Background: Organisms simplify the orchestration of gene expression by coregulating genes whose products function together in the cell. Many proteins serve different roles depending on the demands of the organism, and therefore the corresponding genes are often coexpressed with different groups of genes under different situations. This poses a challenge in analyzing whole-genome expression data, because many genes will be similarly expressed to multiple, distinct groups of genes. Because most commonly used analytical methods cannot appropriately represent these relationships, the connections between conditionally coregulated genes are often missed.

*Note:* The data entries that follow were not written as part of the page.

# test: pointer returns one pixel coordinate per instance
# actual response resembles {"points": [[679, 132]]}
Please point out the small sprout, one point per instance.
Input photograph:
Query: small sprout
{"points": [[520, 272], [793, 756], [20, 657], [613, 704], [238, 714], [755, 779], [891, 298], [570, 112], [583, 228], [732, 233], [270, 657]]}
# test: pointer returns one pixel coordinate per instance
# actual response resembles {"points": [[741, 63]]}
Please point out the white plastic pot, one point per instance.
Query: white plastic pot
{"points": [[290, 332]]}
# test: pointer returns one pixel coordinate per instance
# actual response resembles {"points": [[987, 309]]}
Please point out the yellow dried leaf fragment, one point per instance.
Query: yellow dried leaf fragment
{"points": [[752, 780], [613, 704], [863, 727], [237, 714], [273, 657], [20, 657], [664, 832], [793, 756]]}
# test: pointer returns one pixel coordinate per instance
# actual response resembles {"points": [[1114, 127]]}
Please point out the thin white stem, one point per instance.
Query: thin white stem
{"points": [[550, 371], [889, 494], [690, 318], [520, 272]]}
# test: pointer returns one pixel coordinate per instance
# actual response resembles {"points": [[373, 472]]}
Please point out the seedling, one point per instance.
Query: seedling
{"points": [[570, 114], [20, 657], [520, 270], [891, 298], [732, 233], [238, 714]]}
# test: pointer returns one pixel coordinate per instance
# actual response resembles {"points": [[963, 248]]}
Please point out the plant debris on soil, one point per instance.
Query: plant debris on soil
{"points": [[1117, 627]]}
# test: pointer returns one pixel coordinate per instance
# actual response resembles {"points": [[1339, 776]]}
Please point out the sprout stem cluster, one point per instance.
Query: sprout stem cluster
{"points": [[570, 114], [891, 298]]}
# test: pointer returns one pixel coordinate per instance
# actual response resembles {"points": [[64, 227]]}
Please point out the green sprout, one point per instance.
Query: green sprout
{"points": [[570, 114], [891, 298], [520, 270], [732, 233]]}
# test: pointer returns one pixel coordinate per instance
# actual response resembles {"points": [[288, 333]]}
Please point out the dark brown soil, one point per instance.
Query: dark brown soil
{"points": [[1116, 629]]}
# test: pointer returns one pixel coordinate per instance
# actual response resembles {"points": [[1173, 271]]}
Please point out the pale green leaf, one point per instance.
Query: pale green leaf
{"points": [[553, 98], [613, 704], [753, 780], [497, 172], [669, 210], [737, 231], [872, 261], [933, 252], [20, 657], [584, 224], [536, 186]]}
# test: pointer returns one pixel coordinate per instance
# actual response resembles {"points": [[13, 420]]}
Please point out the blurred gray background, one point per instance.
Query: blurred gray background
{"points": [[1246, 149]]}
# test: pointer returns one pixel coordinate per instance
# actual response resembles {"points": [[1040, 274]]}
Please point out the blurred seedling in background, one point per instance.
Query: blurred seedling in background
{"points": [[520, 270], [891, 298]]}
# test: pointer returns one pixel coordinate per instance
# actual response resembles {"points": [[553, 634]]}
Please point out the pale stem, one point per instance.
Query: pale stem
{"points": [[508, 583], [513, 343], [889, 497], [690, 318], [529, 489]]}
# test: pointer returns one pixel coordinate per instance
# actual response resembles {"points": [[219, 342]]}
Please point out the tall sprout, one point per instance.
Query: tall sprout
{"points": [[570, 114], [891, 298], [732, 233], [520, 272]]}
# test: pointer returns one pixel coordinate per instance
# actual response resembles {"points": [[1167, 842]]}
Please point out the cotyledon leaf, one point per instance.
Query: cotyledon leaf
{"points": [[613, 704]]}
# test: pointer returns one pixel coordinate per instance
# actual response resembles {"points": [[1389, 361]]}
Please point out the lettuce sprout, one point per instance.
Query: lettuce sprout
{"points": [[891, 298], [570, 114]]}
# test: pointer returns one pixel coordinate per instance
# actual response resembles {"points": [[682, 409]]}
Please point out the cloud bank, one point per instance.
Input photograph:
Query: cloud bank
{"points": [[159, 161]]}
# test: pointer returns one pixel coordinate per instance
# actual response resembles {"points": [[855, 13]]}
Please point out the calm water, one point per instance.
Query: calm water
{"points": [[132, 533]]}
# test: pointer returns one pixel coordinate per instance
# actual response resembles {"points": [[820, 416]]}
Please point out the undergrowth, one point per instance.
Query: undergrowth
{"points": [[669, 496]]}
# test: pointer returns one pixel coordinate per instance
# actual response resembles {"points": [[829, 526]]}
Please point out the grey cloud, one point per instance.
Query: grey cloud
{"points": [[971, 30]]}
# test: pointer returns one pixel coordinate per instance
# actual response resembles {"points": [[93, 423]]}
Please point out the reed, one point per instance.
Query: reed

Results: We used a heuristically modified version of fuzzy k-means clustering to identify overlapping clusters of yeast genes based on published gene-expression data following the response of yeast cells to environmental changes. We have validated the method by identifying groups of functionally related and coregulated genes, and in the process we have uncovered new correlations between yeast genes and between the experimental conditions based on similarities in gene-expression patterns. To investigate the regulation of gene expression, we correlated the clusters with known transcription factor binding sites present in the genes' promoters. These results give insights into the mechanism of the regulation of gene expression in yeast cells responding to environmental changes.
Conclusions: Fuzzy k-means clustering is a useful analytical tool for extracting biological insights from gene-expression data. Our analysis presented here suggests that a prevalent theme in the regulation of yeast gene expression is the condition-specific coregulation of overlapping sets of genes.